Abstract: TH-PO606

A Girl with a Mutation of the Ciliary Gene CC2D2A Presenting with FSGS and Nephronophthisis

Session Information

Category: Nephrology Education

  • 1302 Fellows and Residents Case Reports

Authors

  • Matsumura, Kazuya, Keio University School of Medicine, Tokyo, Japan
  • Asada, Nariaki, Keio University School of Medicine, Tokyo, Japan
  • Hashiguchi, Akinori, Keio University School of Medicine, Tokyo, Japan
  • Kosaki, Kenjiro, Keio University School of Medicine, Tokyo, Japan
  • Awazu, Midori, Keio University School of Medicine, Tokyo, Japan
Background

It has been reported that mutations in the ciliary gene TTC21B and NPHP4 cause familial FSGS. We report a girl with a mutation of the ciliary gene CC2D2A presenting with FSGS and nephronophthisis.

Methods

The patient is a 6-year-old girl with mental retardation, postaxial polydactyly, and ataxic breathing.

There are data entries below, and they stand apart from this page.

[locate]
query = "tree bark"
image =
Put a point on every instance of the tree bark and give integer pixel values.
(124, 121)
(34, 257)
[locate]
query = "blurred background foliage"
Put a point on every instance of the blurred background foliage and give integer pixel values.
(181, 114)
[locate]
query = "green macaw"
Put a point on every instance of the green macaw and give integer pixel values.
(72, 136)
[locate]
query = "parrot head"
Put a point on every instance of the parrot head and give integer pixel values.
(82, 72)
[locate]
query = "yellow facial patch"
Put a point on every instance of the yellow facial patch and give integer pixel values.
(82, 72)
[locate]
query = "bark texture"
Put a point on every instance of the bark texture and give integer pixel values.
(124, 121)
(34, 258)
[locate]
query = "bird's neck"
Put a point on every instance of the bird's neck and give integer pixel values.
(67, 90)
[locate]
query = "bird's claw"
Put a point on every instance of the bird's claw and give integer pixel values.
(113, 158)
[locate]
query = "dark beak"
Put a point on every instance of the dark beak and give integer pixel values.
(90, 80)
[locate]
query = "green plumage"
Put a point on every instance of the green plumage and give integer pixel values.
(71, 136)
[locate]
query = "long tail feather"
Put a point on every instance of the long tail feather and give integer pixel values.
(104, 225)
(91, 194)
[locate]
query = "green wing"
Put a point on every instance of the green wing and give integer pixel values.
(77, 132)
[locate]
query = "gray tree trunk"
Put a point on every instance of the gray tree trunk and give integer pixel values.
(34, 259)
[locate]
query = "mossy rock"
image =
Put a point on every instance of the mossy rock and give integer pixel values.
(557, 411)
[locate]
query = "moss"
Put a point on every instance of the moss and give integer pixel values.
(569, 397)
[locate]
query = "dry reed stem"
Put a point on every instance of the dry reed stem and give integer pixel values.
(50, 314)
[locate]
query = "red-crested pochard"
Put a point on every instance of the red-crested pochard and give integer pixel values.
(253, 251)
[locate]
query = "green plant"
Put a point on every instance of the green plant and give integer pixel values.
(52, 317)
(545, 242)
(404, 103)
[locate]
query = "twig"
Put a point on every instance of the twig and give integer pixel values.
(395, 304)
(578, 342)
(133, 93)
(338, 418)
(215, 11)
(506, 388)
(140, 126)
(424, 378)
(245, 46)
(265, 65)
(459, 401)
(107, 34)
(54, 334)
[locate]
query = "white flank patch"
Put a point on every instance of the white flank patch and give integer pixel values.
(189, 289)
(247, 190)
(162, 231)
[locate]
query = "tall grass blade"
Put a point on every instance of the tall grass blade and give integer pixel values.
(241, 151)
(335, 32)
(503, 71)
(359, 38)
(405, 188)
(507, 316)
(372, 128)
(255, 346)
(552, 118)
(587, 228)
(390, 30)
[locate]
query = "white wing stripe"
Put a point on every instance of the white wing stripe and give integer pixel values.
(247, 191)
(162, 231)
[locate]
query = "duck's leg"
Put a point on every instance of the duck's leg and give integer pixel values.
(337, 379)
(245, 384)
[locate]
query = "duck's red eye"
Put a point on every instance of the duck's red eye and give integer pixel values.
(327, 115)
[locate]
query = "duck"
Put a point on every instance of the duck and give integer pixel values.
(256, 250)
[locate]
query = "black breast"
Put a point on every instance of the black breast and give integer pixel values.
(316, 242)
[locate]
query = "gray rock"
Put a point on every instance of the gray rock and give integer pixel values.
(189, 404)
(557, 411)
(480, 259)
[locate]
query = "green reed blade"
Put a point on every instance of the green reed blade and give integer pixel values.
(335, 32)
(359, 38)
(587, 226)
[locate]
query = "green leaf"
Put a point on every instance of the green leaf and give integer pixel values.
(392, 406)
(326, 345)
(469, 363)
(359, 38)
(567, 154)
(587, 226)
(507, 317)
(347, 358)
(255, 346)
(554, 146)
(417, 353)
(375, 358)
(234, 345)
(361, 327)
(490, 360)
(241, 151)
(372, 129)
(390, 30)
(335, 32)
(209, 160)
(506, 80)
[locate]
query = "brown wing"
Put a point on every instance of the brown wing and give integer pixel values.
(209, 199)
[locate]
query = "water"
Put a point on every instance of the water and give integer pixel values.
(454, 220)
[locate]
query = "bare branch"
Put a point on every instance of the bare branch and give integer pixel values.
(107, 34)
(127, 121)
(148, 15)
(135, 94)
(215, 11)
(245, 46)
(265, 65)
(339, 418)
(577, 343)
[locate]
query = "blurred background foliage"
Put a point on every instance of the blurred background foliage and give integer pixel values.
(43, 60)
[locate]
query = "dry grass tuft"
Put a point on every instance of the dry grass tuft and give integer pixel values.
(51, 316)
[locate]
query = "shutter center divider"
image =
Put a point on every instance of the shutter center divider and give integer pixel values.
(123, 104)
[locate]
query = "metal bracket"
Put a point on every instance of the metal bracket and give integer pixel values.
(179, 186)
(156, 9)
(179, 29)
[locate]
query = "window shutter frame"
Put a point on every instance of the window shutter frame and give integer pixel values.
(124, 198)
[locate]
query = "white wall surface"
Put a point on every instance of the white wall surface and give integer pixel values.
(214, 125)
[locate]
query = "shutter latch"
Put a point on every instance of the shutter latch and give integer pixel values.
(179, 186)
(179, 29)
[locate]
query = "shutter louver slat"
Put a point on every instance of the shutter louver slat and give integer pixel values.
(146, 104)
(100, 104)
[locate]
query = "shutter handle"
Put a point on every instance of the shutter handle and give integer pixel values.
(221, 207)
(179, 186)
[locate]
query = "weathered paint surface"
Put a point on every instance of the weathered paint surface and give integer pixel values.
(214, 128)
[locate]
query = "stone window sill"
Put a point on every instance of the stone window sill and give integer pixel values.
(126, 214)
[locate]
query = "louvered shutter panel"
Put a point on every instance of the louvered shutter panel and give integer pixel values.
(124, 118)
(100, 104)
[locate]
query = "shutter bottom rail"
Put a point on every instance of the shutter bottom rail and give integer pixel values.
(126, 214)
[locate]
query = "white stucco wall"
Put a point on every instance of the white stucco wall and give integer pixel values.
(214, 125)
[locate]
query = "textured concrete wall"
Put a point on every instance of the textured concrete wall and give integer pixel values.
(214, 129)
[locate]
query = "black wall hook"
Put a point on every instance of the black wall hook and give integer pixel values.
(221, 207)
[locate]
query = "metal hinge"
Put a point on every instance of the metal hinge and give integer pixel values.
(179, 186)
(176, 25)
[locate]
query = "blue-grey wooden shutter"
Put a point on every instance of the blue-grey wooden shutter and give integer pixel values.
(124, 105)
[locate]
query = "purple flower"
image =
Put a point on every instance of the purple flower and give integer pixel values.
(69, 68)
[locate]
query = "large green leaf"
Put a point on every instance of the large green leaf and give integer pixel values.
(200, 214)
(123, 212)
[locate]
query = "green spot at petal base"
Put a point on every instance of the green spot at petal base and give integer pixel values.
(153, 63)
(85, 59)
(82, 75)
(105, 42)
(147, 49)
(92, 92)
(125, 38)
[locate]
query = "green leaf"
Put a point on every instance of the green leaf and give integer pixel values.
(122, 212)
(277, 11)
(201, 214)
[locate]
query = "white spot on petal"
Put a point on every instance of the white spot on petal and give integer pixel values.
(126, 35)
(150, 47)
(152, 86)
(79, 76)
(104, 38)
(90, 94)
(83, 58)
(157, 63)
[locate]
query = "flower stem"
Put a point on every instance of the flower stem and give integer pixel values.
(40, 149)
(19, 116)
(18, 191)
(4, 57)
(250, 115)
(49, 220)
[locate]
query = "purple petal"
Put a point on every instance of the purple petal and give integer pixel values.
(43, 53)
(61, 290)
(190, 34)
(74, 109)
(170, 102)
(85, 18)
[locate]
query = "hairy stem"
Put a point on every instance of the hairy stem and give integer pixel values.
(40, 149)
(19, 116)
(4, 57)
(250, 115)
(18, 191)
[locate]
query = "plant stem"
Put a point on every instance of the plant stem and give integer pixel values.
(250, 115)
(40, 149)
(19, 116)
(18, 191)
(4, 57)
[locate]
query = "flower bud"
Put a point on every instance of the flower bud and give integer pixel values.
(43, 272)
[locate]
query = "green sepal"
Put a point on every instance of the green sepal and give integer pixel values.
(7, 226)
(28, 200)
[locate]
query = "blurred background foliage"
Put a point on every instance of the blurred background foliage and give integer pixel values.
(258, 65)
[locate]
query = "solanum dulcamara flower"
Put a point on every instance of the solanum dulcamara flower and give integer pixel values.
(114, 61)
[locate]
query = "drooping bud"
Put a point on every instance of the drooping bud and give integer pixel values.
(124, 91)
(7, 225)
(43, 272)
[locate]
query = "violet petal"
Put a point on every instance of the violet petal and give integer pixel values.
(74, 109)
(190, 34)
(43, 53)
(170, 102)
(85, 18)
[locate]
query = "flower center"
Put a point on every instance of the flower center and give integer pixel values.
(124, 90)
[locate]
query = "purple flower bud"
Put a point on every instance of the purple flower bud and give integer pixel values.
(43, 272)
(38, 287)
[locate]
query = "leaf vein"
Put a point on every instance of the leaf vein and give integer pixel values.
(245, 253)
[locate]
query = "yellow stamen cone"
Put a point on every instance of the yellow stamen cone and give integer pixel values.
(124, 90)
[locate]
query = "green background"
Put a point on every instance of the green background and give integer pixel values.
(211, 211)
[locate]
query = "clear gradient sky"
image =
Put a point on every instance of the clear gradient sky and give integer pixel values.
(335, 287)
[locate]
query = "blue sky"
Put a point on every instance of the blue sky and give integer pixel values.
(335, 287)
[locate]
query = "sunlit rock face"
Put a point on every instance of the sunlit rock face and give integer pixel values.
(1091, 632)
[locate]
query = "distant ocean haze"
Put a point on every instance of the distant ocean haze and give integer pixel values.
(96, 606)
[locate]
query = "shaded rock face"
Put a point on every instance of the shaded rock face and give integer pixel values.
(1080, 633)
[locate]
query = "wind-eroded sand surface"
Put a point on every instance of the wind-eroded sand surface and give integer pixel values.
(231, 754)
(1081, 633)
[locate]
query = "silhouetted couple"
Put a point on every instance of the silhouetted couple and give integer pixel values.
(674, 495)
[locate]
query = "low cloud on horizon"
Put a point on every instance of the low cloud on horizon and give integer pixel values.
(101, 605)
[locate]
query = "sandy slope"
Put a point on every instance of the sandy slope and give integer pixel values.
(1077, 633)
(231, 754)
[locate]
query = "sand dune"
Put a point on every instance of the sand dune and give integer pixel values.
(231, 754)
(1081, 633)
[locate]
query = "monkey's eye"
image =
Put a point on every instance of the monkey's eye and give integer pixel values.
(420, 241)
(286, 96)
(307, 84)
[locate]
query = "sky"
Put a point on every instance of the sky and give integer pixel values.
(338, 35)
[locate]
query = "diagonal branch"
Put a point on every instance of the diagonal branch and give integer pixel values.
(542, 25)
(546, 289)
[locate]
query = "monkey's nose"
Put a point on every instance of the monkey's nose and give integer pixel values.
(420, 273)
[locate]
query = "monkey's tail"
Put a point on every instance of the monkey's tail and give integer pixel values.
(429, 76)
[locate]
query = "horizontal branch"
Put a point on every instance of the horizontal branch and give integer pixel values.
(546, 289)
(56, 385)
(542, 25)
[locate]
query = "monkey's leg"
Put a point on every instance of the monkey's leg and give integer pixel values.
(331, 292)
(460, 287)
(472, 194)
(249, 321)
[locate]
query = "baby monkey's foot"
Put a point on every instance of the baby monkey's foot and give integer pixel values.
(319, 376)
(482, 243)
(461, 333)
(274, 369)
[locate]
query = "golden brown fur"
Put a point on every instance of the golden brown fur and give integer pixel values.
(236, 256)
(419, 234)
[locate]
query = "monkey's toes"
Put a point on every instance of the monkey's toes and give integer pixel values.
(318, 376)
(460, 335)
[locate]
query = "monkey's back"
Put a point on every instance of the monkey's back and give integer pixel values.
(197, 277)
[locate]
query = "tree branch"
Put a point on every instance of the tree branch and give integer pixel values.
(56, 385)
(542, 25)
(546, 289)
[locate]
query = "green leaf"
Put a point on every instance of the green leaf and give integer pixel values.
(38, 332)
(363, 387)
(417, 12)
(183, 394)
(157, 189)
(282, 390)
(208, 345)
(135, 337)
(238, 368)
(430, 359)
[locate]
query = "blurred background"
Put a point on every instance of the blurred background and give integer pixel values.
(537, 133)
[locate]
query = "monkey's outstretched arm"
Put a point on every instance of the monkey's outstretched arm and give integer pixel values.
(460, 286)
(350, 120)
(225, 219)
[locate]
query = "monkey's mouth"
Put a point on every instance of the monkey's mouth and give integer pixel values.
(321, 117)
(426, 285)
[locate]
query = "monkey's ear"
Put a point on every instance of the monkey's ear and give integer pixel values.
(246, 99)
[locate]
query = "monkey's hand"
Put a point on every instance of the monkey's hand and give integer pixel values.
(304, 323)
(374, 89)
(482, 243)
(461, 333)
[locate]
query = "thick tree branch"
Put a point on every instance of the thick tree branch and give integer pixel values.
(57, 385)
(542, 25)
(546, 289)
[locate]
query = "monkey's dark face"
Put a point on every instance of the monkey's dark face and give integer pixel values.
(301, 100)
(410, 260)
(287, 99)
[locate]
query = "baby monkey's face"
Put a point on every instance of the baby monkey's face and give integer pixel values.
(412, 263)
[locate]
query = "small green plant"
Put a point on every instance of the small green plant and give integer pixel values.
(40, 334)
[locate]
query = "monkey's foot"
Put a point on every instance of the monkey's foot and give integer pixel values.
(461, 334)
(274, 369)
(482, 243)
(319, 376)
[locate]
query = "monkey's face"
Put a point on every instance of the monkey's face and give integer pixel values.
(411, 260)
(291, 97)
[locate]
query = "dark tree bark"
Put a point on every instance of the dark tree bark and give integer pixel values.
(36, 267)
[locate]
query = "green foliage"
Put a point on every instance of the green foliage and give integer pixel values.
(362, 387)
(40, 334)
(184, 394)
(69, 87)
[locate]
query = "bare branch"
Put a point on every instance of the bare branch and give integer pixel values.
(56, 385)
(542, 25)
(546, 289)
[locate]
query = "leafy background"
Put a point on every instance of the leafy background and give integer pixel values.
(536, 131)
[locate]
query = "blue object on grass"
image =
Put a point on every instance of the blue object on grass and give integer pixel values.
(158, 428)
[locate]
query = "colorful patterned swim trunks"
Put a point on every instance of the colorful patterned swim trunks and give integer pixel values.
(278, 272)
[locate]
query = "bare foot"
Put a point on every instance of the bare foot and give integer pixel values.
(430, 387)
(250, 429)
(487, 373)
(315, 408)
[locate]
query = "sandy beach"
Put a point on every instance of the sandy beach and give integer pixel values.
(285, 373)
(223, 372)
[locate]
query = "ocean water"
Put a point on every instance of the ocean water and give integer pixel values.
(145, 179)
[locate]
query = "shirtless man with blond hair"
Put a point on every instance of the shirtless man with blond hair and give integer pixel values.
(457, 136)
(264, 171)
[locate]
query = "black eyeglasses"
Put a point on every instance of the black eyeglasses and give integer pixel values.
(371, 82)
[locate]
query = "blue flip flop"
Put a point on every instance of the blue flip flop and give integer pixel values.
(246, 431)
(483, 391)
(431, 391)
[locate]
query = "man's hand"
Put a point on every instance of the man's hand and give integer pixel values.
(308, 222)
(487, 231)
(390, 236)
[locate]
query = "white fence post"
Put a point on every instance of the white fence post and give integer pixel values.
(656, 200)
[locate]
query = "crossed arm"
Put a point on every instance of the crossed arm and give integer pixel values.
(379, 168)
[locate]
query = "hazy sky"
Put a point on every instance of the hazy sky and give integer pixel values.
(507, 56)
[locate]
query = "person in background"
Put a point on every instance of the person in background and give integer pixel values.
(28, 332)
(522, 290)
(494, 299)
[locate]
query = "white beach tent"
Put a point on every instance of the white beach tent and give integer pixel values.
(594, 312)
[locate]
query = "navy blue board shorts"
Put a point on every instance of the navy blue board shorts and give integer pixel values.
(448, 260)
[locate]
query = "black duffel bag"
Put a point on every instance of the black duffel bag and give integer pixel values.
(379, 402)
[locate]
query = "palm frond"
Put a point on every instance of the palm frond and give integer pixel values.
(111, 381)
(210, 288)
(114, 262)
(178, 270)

She was diagnosed as having compound heterozygous CC2D2A missense mutation at age 5. In retrospect, azotemia at 1 year and proteinuria at 5 years were recorded but unnoticed at local hospitals. At age 6, she was referred to pediatric nephrology service. Height was 106 cm (-1.5 SD), weight 12.6 kg (-2.3 SD), and BP 116/53 mmHg (>95th percentile). She had pretibial pitting edema. Urinalysis showed protein 3+, blood 2+, granular cast +, protein to creatinine ratio (pro/Cr) 6.6 g/gCr, ß2 microglobulin 112 μg/l, NAG/Cr 33 U/gCr, and selectivity index 0.09. Blood test revealed Hb 13.2 g/dl, UN 23.2 mg/dl, Cr 0.56 mg/dl (eGFR 66 ml/min/1.73 m2), cystatin C 1.34 mg/l, total protein 5.3 g/dl, albumin 2.4 g/dl, cholesterol 317 mg/dl, and uric acid 7.5 mg/dl. Serologic tests for glomerulonephritis were negative. Ultrasonography showed normal-sized kidneys with a cyst in the right. Losartan was started for hypertension and proteinuria. Open renal biopsy was performed. On light microscopy, 8 out of 24 glomeruli were globally sclerosed, and 3 showed segmental sclerosis or hyalinosis. Mild tubular dilatation, tubular atrophy, and interstitial fibrosis were observed. No immune deposits were seen. On electron microscopy, glomeruli showed foot process effacement with no electron dense deposits. Since losartan did not exert an obvious effect, treatment with prednisolone was tried. Urine pro/Cr decreased to 3.7 g/gCr, but prednisolone was discontinued after 10 days because she developed duodenal ulcer perforation that necessitated omentoplasty. CT scan performed then showed bilateral multiple cysts in the kidney. Since then she had been treated with losartan and dipyridamole. Her renal function rapidly deteriorated. Current serum creatinine is 2.6 mg/dl with urine pro/Cr 13 g/gCr.

Conclusion

Based on the clinically overt nephrotic syndrome and foot process effacement, FSGS in this patient was thought to be due to podocytopathy associated with CC2D2A mutation, rather than subsequent to chronic injuries secondary to nephronophthisis.